E há gestos grandiosos que, longe de ajudar, se tornam verdadeiras invasões. Não importa o quê, está em jogo o valor do próprio gesto.

Você pode não gostar de uma idéia, mas pode agradecer por tê-la escutado.

É interessante que somos muito gratos e polidos com os desconhecidos e tomamos como certas e de direito, as gentilezas que os nossos íntimos nos proporcionam.

É como se disséssemos: "Não precisava se preocupar comigo", aos desconhecidos e "você tem que se preocupar comigo" aos amigos.

Na verdade, nem uma coisa, nem outra. Faz parte de um viver harmônico que desconhecidos se preocupem com os destinos de desconhecidos. Se não, porque haveríamos de lutar pela paz mundial?

Também, faz parte que amigos com quem estamos muito envolvidos, confiem que sejamos perfeitamente capazes de tocar a nossa vida e resolver nossos problemas, esquecendo-se de se oferecer para nos ajudar.

Muitas vezes, contamos aos amigos o que nos aconteceu de ruim, depois de termos resolvido tudo e superado a crise. Nós, também, esquecemos de pedir ajuda ou não queremos incomodar.

Então, os verdadeiros amigos se zangam "Por que você não me chamou?! Eu teria largado tudo e vindo na hora!" Ou, então, podem suspirar aliviados e dizer, sem que a gente se ofenda "Que bom que já passou tudo e eu nem soube! Você me poupou de uma grande preocupação".

Isso quer dizer que vivemos no limite de precisarmos cuidar de desconhecidos e esquecer os amigos e, por outro lado, precisarmos contar somente com as nossas forças, esquecer os desconhecidos e cuidar bem dos amigos.

É um limite impreciso e mutante, que atesta a nossa consideração pelos outros e a nossa capacidade de sermos humildes, já que nenhum favor é obrigação e que não temos direito à nada, que o outro não se lembre ou que não queira nos oferecer.

Este reconhecimento da graça que vem "de graça" deriva da nossa capacidade de nos envolver: quanto mais profundo o relacionamento entre as pessoas, maior o senso de individualidade e a capacidade de apreciar a originalidade do outro.

Todo envolvimento profundo é empático e criativo, pois, quando uma pessoa aprecia um amigo, um colega, está motivada a fazer o que puder por ele.

Cada "obrigado" sincero que pronunciamos pelo apreço que nos é dedicado, contempla duas dimensões, simultaneamente: a gratidão aos nossos semelhantes, pelo que, material e gentilmente nos é doado, e a gratidão a Deus, por termos recebido um algo especial, tenhamos, ou não, merecido.

Além disso, na dimensão espiritual, todas as graças que recebemos não dependem do nosso merecimento.

Se, entre os homens, a gratidão pode se resumir numa simples palavra, quando vibramos na dimensão sagrada, faltam-nos palavras para expressá-la.

É só emoção e uma certeza daí derivada: "Que um dia, faremos por alguém, aquilo que nos é dado receber agora". Essa é uma promessa do coração, que nos dará, certamente, a chance de resgatá-la.

Uma das maiores graças que recebemos, é o conhecimento.
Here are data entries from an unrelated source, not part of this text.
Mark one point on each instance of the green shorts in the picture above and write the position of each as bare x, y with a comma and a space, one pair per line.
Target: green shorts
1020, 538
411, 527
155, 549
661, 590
Uma aula bem dada, uma instrução clara para resolver um problema, uma pergunta no lugar de duas respostas.

Se estamos, pois, preparados para liderar, é mister levar ao grupo o nosso conhecimento e, principalmente, promover o enriquecimento do saber do grupo.

E, mais do que saber sobre outros grupos, saber de si próprios. É o líder envolvido na promoção do auto-conhecimento, caminho – por excelência – da conquista da autonomia e da liberdade.

Cada discussão e troca de idéias num grupo, a partir de um sentido mais amplo, pode se tornar uma expressão da nossa gratidão, um momento compartilhado de evolução espiritual.

A pessoa que compartilha seus conhecimentos e, principalmente, discute suas dúvidas, demonstra seu vínculo com Deus.